Ah, the Eiffel Tower. Ah, Beaubourg. The French hated them in the beginning and, true to form, a backlash has built up against the Orsay among French artists and intellectuals. In printed reports, anthropologist Claude Levi-Strauss denounced its elaborate decor and echoed the common complaint that the place gives him a migraine. Painter Pierre Soulages worried that great innovative works by Cezanne and others are trivialized in the company of official art.
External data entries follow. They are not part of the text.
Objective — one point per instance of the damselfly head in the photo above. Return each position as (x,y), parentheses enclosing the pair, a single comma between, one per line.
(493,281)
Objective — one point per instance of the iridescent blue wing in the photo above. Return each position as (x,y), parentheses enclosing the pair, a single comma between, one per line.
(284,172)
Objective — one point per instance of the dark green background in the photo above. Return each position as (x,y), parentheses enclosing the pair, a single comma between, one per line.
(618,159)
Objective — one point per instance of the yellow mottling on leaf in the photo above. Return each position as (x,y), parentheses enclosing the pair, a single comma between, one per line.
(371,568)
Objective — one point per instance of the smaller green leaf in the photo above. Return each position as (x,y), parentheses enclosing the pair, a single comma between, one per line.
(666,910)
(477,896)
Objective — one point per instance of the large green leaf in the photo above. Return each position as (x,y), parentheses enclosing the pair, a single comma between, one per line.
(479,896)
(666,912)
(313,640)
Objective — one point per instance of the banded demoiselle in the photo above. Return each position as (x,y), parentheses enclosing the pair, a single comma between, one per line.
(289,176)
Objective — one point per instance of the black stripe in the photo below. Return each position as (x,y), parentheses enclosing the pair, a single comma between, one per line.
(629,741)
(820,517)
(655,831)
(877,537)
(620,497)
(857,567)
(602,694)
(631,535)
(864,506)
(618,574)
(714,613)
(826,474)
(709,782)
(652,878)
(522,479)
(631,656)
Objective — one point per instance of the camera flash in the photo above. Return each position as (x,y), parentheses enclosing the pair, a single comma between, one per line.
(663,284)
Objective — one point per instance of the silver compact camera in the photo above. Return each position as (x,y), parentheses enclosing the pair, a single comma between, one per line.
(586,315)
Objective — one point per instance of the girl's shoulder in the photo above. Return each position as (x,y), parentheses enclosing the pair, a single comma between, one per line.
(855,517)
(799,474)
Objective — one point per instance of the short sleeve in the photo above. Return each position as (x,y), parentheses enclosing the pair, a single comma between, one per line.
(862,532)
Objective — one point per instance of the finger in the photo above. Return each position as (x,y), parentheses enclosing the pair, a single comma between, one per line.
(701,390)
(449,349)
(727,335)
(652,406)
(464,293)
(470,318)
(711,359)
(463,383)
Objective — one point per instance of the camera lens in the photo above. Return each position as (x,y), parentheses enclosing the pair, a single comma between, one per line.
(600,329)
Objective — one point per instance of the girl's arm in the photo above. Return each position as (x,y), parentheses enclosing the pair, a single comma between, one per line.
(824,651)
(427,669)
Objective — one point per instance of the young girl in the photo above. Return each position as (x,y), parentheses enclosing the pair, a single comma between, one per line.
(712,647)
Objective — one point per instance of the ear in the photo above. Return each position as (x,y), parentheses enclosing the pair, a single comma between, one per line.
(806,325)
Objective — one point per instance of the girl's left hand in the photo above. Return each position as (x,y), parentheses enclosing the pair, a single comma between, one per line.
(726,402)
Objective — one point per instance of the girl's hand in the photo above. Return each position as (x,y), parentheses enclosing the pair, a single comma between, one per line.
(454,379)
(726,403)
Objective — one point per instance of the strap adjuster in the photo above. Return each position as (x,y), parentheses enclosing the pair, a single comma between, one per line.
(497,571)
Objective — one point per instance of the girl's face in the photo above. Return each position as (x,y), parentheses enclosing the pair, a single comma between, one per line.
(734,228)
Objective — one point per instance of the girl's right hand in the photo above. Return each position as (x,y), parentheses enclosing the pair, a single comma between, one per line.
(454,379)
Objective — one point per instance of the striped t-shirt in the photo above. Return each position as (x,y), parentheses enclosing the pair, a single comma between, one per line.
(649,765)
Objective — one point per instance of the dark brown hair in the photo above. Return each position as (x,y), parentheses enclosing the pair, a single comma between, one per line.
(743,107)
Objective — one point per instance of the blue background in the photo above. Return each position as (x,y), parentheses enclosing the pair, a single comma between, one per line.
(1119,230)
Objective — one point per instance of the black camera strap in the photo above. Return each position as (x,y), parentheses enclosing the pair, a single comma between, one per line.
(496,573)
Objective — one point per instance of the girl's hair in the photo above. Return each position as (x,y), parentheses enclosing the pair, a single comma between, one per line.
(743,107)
Kinetic sculptor Pol Bury compared the yawning architectural space to those mythical mothers who devour their children and accused the whole scheme of pandering to popular taste and forces of the art market.

A prominent Parisian dealer cheerfully acknowledged that prices for once obscure official art have climbed precipitously since the Orsay opened, while a leading collector of Symbolist art wondered grumblingly why today’s audience has to be subjected to art considered third-rate even in its heyday.

So what is all this? Today’s modernist pompiers feeling threatened by the erosion of their aesthetic gospel? A predictable manifestation of France’s masochistic talent for self-criticism?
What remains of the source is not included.